Los geht's. Um 07:19 Uhr geht der Zug. In unserer Region ist zum wiederholten Mal eine Brücke marode und deswegen gesperrt, was zu einem weiträumigen Verkehrschaos führt. Ist glaube ich mittlerweile die dritte. Der Zahn der Zeit nagt an den Bauwerken. Zur Bauzeit waren noch nicht so wahnsinnig viele Autos unterwegs wie heute, und die Brücken waren nicht für so eine Masse an Verkehr ausgelegt. Konnte man damals auch nicht ahnen, daß sich das so explosiv entwickeln würde. Aber statt daß man regelmäßig repariert und ausbessert, wird bekanntlich oft alles so lange laufen lassen, bis es kracht – im wahrsten Sinne des Wortes.

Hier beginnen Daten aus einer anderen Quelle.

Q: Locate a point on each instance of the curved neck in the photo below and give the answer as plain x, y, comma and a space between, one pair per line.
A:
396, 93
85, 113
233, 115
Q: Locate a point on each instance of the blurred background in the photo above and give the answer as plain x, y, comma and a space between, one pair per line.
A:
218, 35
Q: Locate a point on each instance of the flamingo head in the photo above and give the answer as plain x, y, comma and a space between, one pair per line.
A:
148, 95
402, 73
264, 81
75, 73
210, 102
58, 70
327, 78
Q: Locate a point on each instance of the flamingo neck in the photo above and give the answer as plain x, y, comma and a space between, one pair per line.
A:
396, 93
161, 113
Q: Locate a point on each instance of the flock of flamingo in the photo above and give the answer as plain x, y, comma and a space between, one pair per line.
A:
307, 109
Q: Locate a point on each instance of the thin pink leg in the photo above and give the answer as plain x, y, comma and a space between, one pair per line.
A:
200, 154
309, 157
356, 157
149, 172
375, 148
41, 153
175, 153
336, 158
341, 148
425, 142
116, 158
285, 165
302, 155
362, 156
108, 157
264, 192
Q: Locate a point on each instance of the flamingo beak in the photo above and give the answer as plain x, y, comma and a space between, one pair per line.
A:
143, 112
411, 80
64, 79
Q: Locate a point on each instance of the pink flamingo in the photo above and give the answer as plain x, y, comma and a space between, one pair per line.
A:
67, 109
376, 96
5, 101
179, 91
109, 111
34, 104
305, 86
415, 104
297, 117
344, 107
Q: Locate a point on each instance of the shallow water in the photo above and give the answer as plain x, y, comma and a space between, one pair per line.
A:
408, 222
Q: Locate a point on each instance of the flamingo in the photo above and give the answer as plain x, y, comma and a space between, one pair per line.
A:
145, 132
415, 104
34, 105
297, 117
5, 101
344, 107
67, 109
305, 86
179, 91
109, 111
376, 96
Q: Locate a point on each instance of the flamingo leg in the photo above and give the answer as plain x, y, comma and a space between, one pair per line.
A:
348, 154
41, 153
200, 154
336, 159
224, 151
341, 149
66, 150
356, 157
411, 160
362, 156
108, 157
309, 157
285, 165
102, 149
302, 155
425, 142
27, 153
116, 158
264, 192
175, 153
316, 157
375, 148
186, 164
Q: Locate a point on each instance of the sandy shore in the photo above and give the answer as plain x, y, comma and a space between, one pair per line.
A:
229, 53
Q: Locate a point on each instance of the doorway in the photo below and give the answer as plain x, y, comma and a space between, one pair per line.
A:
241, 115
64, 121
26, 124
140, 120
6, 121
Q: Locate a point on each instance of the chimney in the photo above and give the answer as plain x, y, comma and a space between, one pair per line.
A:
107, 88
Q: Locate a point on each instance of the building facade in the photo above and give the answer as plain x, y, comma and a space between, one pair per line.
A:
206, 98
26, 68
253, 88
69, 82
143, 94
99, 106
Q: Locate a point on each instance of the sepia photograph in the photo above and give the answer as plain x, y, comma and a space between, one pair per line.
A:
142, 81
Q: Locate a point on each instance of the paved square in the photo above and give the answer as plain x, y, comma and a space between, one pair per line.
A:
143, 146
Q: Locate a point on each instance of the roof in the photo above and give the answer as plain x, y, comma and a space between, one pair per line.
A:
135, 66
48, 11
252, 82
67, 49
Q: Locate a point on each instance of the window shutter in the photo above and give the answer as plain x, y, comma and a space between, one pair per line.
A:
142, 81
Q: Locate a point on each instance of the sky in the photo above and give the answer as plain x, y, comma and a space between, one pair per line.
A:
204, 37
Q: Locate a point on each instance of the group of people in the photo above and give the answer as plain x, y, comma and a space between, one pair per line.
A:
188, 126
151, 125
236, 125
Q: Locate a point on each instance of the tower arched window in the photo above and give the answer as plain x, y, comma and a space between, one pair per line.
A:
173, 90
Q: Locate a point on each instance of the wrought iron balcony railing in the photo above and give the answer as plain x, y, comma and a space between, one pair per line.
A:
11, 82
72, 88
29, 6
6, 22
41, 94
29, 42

Auf Anraten meiner Nachbarin habe ich mir ein Taxi bestellt. „Nachher fällt der Bus aus und dann klappt es mit dem Anschluß nicht." Recht hat sie, und das habe ich tatsächlich schon erlebt. Adrenalin pur. Das war damals ein historischer Sonderzug. Der wartet nicht. Der darf froh sein, daß er die Strecken nutzen darf. Aber das hatte gerade noch geklappt. Ich merke, das wäre ein eigenes Kapitel …Im aktuellen Fall kommt das Taxi aber nun auch nicht. Gottseidank habe ich ein bißchen mehr Zeit eingeplant. Mit zirka zehn Minuten Verspätung kommt es nach zwei Anrufen schließlich doch. Gottseidank ist kein Stau und ich komme beizeiten am Bahnhof an.

Der Zug kommt pünktlich. Ich stehe vor Wagen 14 – vor verschlossener Tür! Ich kann auch gar nicht ausmachen, wie ich sie öffnen soll. Keine Türklinke da. Seltsam. Ich gehe zur zweiten Tür. Selbes Spiel. Bringt nix. Ich gehe zum nächsten Wagen, um da einzusteigen, sonst fährt der Zug am Ende noch ohne mich ab. Von diesem Wagen will ich in den von außen verschlossenen, um an den von mir reservierten 1.-Klasse-Platz zu gelangen. Der Durchgang war ebenfalls versperrt. Ich treffe auf einen Zugbegleiter (was ja auch nicht immer der Fall ist, wenn man einen braucht). Sinngemäß: „Ja, der Wagen ist alt und dann geht er auch mal kaputt." Aha. Immerhin kann ich in dem aktuellen Wagen sitzen bleiben und bis Köln läuft alles gut. Es reicht sogar für einen kurzen Fotostop am Dom.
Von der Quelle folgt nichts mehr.